This week was full of listening to the music of Prokofiev, for I am doing a presentation on his life and music for another class. Never hurts to kill two birds with one stone. Anyways, Prokofiev’s musical maturation process was different that most composers; he went from the more experimental music to composing within many of the confines of classical music. Within this analysis though, it is important to note the influence of Stalin’s regime over the arts. In an effort to control the creative processes, they accused Prokofiev of “excessive formalism,” which is essentially not appealing to a wide enough audience. Due to this, Prokofiev was forced to compose music that incorporated more of the style characteristics of the “simpler” classical music.
One of the main pieces that I listened to was his Symphony No. 1, which is also known as the “Classical” symphony. It is marked by typical classical form and structural elements. For example, the first movement is in sonata allegro form. It also is very triadic and the harmonies are often presented in a similar way that a classical symphony would (a.k.a. Alberti bass).

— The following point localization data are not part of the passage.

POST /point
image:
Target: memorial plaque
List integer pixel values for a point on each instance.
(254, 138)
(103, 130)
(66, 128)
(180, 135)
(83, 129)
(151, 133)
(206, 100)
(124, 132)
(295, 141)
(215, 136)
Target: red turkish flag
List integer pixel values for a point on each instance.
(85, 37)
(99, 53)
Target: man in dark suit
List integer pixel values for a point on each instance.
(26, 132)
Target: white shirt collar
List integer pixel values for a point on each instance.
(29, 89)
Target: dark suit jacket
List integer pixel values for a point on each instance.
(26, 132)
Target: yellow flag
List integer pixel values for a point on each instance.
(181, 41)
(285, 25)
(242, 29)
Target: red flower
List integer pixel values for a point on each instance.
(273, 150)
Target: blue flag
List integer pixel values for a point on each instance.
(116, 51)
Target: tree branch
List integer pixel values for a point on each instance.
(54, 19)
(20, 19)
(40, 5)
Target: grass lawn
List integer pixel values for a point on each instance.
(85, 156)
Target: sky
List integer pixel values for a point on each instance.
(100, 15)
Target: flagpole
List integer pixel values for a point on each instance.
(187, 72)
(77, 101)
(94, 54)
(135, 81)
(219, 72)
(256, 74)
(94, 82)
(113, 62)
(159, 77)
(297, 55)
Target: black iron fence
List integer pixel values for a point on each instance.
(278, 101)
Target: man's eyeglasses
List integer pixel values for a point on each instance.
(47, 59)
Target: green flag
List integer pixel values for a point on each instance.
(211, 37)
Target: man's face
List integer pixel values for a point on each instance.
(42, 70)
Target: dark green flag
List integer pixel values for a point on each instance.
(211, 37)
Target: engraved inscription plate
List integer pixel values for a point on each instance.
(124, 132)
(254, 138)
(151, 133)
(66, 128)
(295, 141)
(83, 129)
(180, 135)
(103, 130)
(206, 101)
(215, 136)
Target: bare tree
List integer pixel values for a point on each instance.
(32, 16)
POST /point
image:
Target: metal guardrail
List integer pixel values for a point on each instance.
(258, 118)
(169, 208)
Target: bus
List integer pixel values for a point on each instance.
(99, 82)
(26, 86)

It is performed by a typical classical symphony orchestra, which includes strings, percussion, and two of each of the major wind instruments.
It is interesting to compare this with his music for the opera The Love for Three Oranges. The march from this opera contains the rhythmic simplicity of Symphony No. 1. During this time, other composers were tending to use complex meters and rhythms, however Prokofiev generally stayed away from this trend. This piece displays trends consistent with Prokofiev such as rhythmic intensity, larger intervals sizes in parts of the melody, and a relatively simple form.
It has been interesting to study Prokofiev and all of the influences, both external and internal, that have played a role in the creation of his music. It will be interesting to see what the next 50 years bring to classical music and to the music of Prokofiev.